Precyzyjna izolacja CTC charakteryzuje się aspiracją tylko pożądanego celu bez otaczających komórek zanieczyszczających. Zgodnie z podejrzeniami, klastry CTC wykazują zwiększoną przeżywalność w porównaniu z pojedynczymi CTC, dając początek koloniom komórkowym w ciągu 56 dni od hodowli in vitro. Warto zauważyć, że klastry CTC wykazują również wyższy wskaźnik proliferacji, a tym samym osiągają wyższą końcową liczbę komórek, co wskazuje, że bezpośredni kontakt z innymi komórkami nowotworowymi ma wpływ zarówno na żywotność komórek nowotworowych, jak i szybkość proliferacji.

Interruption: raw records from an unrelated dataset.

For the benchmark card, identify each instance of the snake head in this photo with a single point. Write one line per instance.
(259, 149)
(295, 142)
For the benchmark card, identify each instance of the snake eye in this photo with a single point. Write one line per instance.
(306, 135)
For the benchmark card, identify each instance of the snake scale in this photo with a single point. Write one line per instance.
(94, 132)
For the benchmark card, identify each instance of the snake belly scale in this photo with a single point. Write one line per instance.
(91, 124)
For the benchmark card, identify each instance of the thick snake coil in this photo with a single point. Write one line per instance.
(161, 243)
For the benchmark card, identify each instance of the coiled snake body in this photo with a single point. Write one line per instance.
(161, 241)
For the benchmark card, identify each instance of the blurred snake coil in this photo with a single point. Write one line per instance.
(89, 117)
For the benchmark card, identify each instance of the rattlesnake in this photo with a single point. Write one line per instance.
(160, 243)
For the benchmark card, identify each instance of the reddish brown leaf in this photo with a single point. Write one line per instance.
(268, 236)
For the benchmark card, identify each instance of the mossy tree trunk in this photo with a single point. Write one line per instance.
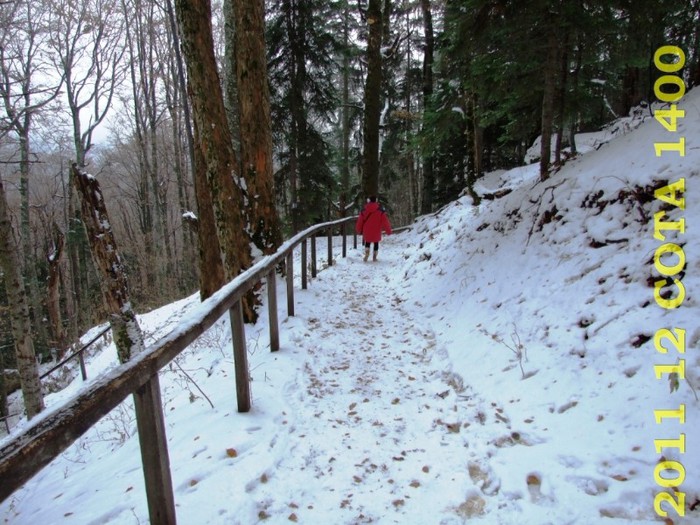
(214, 139)
(127, 334)
(255, 127)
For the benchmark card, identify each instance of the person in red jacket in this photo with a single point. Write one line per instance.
(371, 222)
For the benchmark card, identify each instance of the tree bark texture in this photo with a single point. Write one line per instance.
(19, 314)
(372, 100)
(128, 337)
(255, 127)
(428, 172)
(548, 100)
(211, 271)
(209, 115)
(53, 260)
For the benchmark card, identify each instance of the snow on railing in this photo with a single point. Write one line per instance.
(51, 432)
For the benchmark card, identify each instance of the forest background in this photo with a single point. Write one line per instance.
(413, 99)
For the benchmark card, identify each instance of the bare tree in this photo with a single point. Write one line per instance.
(87, 49)
(19, 314)
(22, 64)
(372, 100)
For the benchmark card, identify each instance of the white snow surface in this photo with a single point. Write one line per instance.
(398, 395)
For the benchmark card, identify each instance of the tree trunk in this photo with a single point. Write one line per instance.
(19, 314)
(53, 259)
(127, 334)
(428, 172)
(211, 274)
(548, 98)
(372, 100)
(345, 117)
(209, 114)
(255, 127)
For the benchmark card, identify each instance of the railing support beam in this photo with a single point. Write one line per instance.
(313, 257)
(330, 246)
(290, 284)
(154, 453)
(240, 357)
(303, 265)
(272, 311)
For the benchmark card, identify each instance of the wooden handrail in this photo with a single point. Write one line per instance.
(79, 354)
(54, 430)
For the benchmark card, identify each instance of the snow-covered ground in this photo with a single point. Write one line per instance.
(496, 365)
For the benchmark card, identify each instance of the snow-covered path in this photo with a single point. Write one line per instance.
(374, 426)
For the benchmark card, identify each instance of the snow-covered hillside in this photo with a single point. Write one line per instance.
(496, 365)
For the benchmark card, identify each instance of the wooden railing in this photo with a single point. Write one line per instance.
(52, 432)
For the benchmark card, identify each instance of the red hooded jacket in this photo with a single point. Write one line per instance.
(371, 222)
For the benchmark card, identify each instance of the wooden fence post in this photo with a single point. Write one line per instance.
(303, 265)
(154, 453)
(240, 357)
(330, 246)
(313, 256)
(272, 311)
(290, 284)
(345, 240)
(83, 370)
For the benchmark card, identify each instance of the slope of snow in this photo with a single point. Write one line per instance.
(496, 365)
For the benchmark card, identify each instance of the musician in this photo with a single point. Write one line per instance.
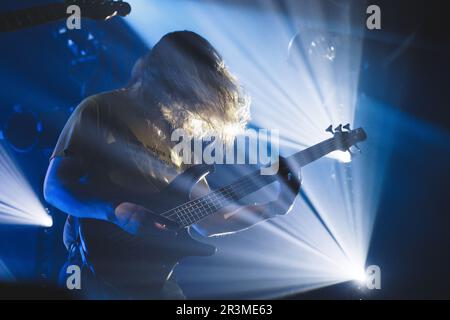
(116, 148)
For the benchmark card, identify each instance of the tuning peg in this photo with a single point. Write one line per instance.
(330, 129)
(357, 148)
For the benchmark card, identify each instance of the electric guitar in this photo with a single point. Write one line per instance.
(174, 203)
(92, 9)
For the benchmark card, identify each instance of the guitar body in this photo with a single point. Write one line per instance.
(143, 263)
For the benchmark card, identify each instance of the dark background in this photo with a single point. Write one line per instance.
(411, 237)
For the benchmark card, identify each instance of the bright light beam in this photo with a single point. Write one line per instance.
(19, 204)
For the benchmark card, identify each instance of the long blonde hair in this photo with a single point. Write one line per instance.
(186, 78)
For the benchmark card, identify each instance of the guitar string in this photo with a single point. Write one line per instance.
(182, 211)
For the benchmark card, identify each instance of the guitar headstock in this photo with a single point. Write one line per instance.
(101, 9)
(345, 137)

Sekwencjonowanie jednokomórkowego RNA CTC bezpośrednio izolowanych od pacjentów z rakiem piersi ujawnia stochastyczne osadzanie pojedynczych komórek pochodzących z pojedynczych CTC, klastrów CTC lub klastrów białych krwinek CTC. Należy pamiętać o zainstalowaniu szklanej kapilary w celu usunięcia pęcherzyków powietrza w układzie płynowym mikromanipulatora oraz skalibrowania pozycji poboru, aby zapewnić wydajną kombinację jednokomórkową. Pojedyncze komórki mogą być wysiewane lub dalej przetwarzane do sekwencjonowania nowej generacji, aby umożliwić analizę ex-vivo i charakterystykę CTC w rozdzielczości pojedynczej komórki w celu zbadania procesu przerzutowego.